In vitro differentiation of neural progenitor cells from prenatal rat brain: Common cell surface glycoprotein on three glial cell subsets

Abstract

Glial progenitor cell differentiation and cell lineage relationships during brain development are complex hierarchical processes depending on genetic programming, cell‐cell interactions, and microenvironmental factors. The identification of precursor cell‐specific antigens provides a tool for the study of both normal development and deviations from lineage‐specific differentiation associated with malignant transformation. Monoclonal antibody (mAb) RB13‐6 recognizes a 130‐kDa cell surface glycoprotein (gp130^RB13‐6) expressed by a subset of ⁹OAcGD3‐positive glial precursor cells scattered in the rat neuroepithelium on prenatal day (PRD) 13. During prenatal development the fraction of gp130^RB13‐6‐positive fetal brain cells (FBC) decreased from about 18% (PRD 14) to about 1.5% (PRD 22), coinciding with increasing fractions of more mature cell types, as indicated by the elevated expression of p24^RB21‐15, another cell surface determinant specified by mAb RB21‐15 (Kindler‐Röhrborn et al.; Differentiation 30:53–60, 1985) and other neural cell type‐specific markers. Accordingly, gp130^RB13‐6‐positive precursor cells were localized in the ventricular zones throughout brain development.

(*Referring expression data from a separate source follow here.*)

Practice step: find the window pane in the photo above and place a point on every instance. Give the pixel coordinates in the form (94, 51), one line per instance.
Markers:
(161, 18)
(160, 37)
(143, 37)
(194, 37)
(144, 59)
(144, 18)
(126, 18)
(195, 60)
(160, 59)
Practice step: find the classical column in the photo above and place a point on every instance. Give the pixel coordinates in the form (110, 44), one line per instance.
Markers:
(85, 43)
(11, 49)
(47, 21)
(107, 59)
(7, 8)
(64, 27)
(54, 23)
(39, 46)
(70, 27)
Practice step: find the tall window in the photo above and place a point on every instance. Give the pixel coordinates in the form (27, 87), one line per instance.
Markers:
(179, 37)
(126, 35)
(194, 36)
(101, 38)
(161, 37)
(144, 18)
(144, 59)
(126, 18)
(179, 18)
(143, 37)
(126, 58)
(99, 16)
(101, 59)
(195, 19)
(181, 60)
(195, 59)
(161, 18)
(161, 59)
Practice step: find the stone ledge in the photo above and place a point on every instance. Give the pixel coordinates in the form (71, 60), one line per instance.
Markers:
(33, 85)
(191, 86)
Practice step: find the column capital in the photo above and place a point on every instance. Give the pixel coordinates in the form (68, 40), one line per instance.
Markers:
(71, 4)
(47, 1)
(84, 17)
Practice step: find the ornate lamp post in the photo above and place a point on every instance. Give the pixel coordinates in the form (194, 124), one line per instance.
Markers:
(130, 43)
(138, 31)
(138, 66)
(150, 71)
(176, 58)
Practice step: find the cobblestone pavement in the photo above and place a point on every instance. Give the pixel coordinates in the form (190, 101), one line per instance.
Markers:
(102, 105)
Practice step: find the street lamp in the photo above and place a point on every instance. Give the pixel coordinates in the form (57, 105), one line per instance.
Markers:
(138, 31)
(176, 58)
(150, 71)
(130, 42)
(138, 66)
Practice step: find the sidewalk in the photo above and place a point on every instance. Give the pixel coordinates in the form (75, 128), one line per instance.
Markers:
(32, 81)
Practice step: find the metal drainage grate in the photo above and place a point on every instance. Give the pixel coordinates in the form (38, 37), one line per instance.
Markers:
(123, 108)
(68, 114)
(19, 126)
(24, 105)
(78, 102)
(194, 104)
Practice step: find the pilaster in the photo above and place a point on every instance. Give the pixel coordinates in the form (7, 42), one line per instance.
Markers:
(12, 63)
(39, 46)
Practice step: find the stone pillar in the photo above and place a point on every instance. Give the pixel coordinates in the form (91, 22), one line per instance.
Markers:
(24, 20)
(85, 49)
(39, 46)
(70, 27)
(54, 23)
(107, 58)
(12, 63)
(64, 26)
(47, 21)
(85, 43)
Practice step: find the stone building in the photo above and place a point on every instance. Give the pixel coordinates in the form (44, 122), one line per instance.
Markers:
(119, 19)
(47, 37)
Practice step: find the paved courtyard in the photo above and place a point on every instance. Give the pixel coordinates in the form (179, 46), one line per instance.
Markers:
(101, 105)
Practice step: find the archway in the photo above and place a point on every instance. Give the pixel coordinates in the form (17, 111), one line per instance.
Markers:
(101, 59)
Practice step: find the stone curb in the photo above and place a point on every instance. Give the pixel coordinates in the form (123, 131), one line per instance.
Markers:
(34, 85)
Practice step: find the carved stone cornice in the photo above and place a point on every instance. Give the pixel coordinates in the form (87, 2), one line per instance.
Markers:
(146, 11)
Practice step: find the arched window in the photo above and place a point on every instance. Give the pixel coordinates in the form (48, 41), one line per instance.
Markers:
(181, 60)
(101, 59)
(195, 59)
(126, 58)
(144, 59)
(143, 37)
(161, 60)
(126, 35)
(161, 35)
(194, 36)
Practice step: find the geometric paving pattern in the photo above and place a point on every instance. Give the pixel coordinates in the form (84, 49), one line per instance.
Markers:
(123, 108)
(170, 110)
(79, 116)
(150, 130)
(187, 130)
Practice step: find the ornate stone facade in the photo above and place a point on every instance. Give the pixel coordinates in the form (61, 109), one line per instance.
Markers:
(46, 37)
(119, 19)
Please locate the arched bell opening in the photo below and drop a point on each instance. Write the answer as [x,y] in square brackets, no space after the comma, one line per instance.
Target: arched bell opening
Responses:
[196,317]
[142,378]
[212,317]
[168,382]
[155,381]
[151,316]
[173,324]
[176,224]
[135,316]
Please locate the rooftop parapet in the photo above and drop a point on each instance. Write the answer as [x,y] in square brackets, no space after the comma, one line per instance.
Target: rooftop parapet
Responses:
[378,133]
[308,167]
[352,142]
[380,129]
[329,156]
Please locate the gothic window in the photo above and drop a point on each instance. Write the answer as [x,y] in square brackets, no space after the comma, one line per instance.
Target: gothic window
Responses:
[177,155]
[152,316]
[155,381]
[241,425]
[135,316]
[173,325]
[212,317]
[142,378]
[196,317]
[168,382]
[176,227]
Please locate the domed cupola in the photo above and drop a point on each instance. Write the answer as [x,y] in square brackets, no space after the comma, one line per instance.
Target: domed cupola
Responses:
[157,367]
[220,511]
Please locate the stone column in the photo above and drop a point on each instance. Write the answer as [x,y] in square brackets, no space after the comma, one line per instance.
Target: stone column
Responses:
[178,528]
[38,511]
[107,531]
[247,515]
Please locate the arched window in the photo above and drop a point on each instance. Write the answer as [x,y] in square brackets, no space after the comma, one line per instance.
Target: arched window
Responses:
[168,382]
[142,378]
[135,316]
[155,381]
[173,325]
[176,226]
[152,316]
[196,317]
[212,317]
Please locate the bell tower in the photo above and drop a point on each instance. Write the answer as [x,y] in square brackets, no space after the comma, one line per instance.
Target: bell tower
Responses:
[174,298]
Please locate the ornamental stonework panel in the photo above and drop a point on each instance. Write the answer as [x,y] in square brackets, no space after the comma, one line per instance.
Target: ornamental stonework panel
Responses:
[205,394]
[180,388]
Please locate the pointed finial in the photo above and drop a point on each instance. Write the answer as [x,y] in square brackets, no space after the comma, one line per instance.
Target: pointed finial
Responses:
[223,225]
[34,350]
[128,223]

Concomitant with their formation and in the adult rat brain, ependymal layers lining the ventricular surface, choroid plexus, and the leptomeninges were intensely labeled by anti‐gp130^RB13‐6 mAb. As visualized by confocal laser scanning microscopy of FBC cultures from PRD 13, gp130^RB13‐6 was coexpressed with the RC1 antigen by progenitor cells morphologically resembling radial glia cells. In addition, a very small subpopulation of astrocytes coexpressing gp130^RB13‐6 and glial fibrillary acidic protein (GFAP; RB13‐6 and GFAP (∼25% of all gp130^RB13‐6 expressing cells), apparently generated from gp130^RB13‐6‐positive precursors. Corresponding to in vivo conditions, ciliated ependymal cells but also microglial cells/macrophages and leptomeningeal cells showed strong expression of gp130^RB13‐6 in culture. We thus present a new glycoprotein on the cell surfaces of a glial progenitor cell subset for further studies of cell lineage relationships between radial glia cells, astrocytes, and ependymal cells. J. Neurosci. Res. 48:95–111, 1997.